翌週の土曜日、持っている中で一番綺麗めなワンピースに身を包み、今度は皐の家へやって来た。

お父さんが玄関先で出迎えてくれ、挨拶をする。

「こんにちは、榊一千果と申します」
「あ、やっぱり皐の彼女だったんですね。通夜の時はありがとうございます」

色っぽいお父さんが、微笑んでくれる。

持って来たお菓子を仏壇に供えて貰い、線香を上げさせて頂いた。
通夜の時は動転していてあまりじっくりと見られなかったが、微笑むお母さんの遺影は、とても綺麗で優しそうな表情をしている。

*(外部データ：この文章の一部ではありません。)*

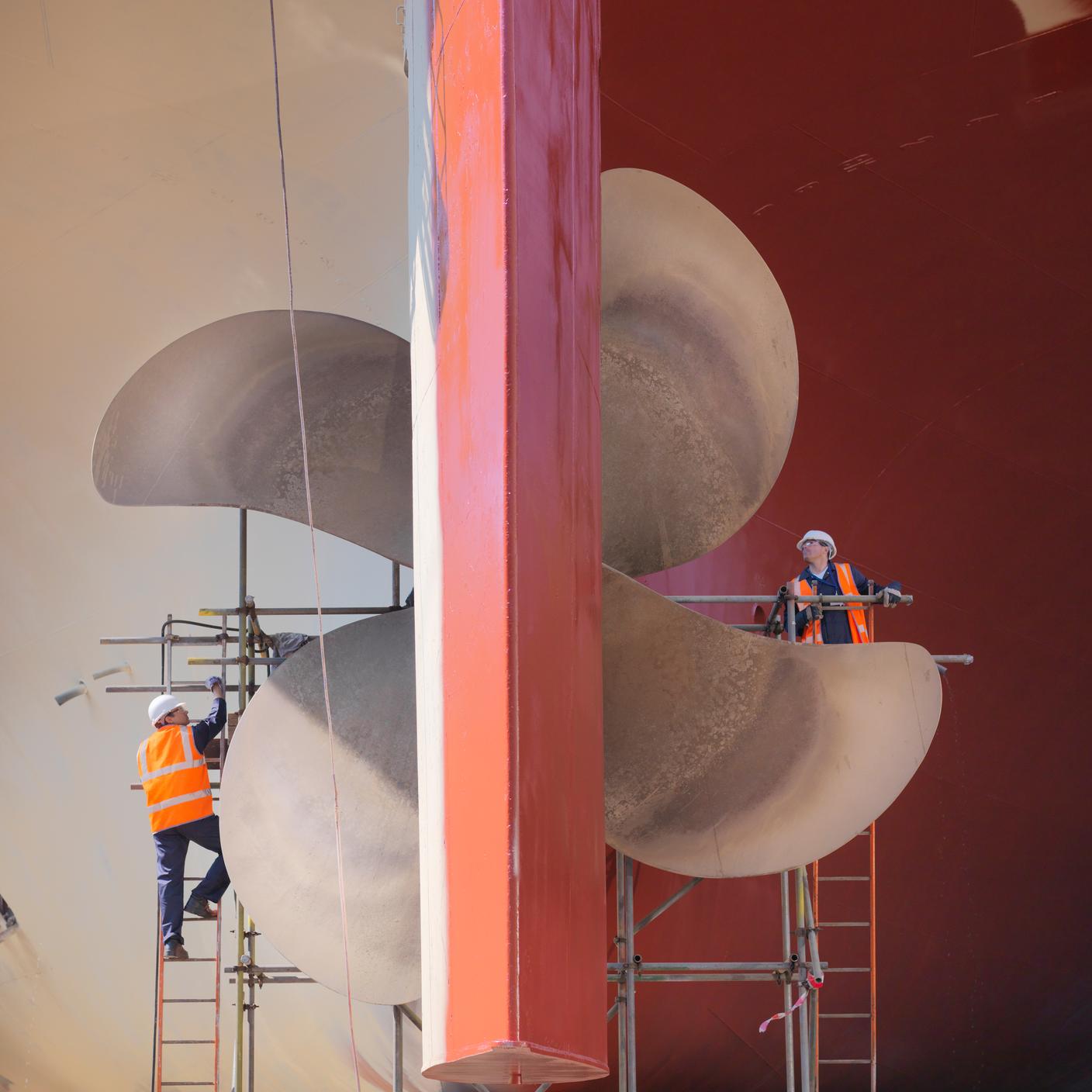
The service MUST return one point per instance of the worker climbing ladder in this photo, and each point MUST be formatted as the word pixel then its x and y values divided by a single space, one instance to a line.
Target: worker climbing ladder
pixel 165 996
pixel 850 904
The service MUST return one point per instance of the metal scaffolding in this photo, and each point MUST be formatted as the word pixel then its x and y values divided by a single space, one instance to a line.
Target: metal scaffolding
pixel 798 970
pixel 246 973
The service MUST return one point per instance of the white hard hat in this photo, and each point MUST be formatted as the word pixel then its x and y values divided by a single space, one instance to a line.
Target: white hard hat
pixel 821 537
pixel 165 703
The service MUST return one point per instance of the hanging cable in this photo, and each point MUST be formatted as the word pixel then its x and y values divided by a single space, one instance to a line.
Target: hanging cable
pixel 315 557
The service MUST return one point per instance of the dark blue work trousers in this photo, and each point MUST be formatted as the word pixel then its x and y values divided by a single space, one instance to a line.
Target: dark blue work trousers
pixel 171 846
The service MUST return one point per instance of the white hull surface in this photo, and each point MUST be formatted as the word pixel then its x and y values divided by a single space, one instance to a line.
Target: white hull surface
pixel 140 200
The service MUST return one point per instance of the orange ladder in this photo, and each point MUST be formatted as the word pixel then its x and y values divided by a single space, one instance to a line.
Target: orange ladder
pixel 157 1083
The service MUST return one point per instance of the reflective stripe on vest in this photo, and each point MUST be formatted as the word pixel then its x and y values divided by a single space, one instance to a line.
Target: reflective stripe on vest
pixel 857 618
pixel 175 778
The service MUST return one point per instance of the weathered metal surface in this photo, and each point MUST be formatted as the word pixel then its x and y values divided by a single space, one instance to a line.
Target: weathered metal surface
pixel 213 420
pixel 699 375
pixel 276 810
pixel 727 755
pixel 734 755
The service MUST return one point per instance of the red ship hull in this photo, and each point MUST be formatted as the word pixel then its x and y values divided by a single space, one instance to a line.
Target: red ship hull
pixel 917 181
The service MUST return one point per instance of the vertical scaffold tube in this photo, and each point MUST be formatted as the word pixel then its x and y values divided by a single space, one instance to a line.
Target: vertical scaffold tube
pixel 157 1025
pixel 786 950
pixel 803 985
pixel 251 1006
pixel 872 949
pixel 623 959
pixel 631 983
pixel 396 1076
pixel 240 914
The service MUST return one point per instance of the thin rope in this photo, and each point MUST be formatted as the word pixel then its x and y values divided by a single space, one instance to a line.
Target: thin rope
pixel 315 556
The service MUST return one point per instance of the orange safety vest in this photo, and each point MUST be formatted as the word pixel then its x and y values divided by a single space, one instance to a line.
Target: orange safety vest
pixel 859 620
pixel 175 778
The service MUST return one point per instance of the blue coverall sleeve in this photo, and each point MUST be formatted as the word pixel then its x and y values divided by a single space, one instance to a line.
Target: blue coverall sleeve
pixel 862 581
pixel 206 731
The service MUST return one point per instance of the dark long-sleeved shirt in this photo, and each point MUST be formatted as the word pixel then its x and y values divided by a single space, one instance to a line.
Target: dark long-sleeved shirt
pixel 835 624
pixel 206 731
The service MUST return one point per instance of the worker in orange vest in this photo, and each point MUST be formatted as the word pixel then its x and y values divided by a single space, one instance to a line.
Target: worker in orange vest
pixel 171 768
pixel 822 575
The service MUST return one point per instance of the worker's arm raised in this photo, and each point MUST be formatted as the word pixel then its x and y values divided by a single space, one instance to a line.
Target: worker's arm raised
pixel 205 731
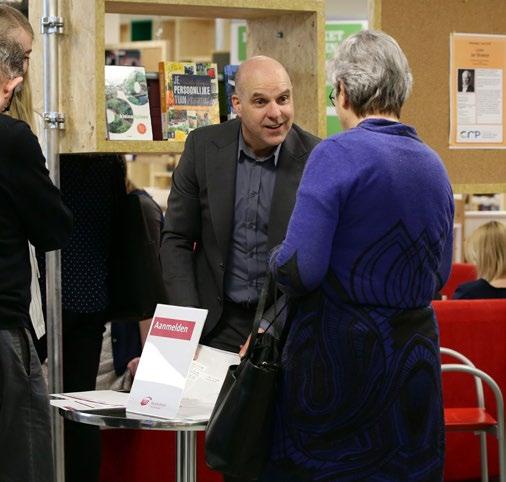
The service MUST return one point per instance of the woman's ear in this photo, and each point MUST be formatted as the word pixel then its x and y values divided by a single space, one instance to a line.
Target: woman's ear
pixel 343 95
pixel 7 89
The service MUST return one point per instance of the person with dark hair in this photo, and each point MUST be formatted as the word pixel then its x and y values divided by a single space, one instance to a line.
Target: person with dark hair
pixel 368 243
pixel 31 210
pixel 93 186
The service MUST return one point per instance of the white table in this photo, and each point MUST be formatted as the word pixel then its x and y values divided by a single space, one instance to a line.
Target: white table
pixel 186 438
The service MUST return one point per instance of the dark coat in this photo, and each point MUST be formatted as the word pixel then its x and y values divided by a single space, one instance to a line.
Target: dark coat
pixel 199 218
pixel 31 209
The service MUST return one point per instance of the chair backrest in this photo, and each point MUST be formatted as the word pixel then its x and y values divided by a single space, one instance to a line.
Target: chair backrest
pixel 477 329
pixel 460 273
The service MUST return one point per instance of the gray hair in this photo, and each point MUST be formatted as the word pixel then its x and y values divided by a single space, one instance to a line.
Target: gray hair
pixel 374 71
pixel 12 58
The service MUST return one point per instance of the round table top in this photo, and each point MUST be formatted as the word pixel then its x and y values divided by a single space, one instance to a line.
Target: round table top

「皐の彼女が線香上げてくれるなんて、喜んでると思いますよ」

お父さんが、皐と同じことを言う。


そこへ、廊下を弟さんが通り掛かり、皐が呼び止める。

「蓮、挨拶して」

弟さんは間近で見るのは初めてだが、やはり綺麗な顔立ちをしている。
お互いに名乗り挨拶を交わすと、じっと見つめられた。

「……兄さんのこと、よろしくお願いします」
「は、はい」

まだ大学生だという彼は、アルバイトへ出掛けて行った。
蓮くんの姿は、入社した頃の皐を彷彿とさせた。